As of December 2024, the Common Equity Tier 1 (CET1) ratio rose to 24.7 per cent, the highest in the EU and well above the EU average of 16.1 per cent.
This strengthens the system’s stability and protects against future and unforeseen losses. Bank profitability also remained strong, with net profits reaching €1.2 billion in 2024.
Return on equity (RoE) stood at 21.1 per cent, nearly double the EU average, while the cost-to-income ratio fell to 38 per cent, reflecting significant gains from digital transformation and operational efficiency.

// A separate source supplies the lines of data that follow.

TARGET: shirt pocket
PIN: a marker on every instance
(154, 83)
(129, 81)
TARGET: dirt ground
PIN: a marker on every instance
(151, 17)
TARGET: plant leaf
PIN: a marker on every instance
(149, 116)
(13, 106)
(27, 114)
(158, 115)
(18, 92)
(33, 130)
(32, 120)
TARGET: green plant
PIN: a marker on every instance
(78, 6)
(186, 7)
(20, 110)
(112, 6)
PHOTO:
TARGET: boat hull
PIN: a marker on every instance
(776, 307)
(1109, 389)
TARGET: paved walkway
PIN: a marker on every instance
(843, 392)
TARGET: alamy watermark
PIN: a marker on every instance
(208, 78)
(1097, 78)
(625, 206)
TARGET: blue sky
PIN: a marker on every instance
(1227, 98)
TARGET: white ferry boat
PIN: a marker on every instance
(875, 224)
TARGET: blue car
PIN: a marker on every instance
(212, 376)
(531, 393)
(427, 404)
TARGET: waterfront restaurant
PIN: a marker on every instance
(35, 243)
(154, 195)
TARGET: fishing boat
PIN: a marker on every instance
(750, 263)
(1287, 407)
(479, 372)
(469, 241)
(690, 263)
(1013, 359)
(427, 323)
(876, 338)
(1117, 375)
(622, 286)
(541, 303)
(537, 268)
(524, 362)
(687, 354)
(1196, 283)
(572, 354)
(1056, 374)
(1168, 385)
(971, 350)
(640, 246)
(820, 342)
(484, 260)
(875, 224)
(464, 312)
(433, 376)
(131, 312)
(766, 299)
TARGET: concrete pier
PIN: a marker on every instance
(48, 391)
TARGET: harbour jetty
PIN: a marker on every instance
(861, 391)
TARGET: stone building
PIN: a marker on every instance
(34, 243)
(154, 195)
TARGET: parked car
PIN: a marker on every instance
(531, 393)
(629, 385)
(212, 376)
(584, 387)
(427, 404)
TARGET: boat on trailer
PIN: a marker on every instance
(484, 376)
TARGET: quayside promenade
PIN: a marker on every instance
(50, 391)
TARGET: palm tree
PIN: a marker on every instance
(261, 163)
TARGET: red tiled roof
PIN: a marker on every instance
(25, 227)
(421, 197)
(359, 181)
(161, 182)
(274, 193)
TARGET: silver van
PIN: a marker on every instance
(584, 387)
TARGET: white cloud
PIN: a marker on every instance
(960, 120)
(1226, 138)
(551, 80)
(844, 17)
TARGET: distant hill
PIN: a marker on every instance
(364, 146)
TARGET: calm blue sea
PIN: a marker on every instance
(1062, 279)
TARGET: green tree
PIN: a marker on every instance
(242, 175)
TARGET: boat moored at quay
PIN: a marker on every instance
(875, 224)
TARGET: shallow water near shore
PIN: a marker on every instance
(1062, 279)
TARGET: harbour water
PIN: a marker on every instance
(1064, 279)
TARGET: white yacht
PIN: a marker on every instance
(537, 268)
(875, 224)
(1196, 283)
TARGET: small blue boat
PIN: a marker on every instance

However, Patsalides stressed that profitability must be used prudently and strategically to bolster long-term resilience.
Additionally, liquidity buffers remained high, confirming the system’s strength.
The Liquidity Coverage Ratio (LCR) stood at 333 per cent and the Net Stable Funding Ratio (NSFR) at 188 per cent, far exceeding minimum supervisory requirements.
The non-performing loan (NPL) ratio declined to 6.2 per cent in 2024, continuing its steady downward trend.
Although still above the EU average, the governor stated that progress has been substantial and there are no signs of widespread deterioration in credit behaviour. This supports confidence in the sector’s resilience.
Nonetheless, close monitoring and further balance sheet deleveraging remain necessary, especially among less significant institutions which must intensify their efforts.
The CBC has also strengthened its supervisory framework both institutionally and organisationally.
“We created a dedicated division for supervising Electronic Money Institutions and Payment Service Providers, which are growing rapidly, with 39 institutions now under supervision with specialised personnel and mechanisms,” said the governor.
He also spoke about the CBC’s efforts to address climate-related financial risks, including the implementation of enhanced ESG standards, unified governance and environmental criteria, and new transparency requirements under the EU Sustainable Finance Directive.
On anti-money laundering and counter-terrorist financing, the new AML 2025 Directive is fully aligned with the European Banking Authority’s guidelines.
He explained that it improves regulatory compliance and streamlines service provision with clearer and simpler procedures.
The CBC governor concluded by saying that strong emphasis is also being placed on integrating artificial intelligence into banking, enhancing cybersecurity resilience, and boosting investment in digital infrastructure and specialised personnel.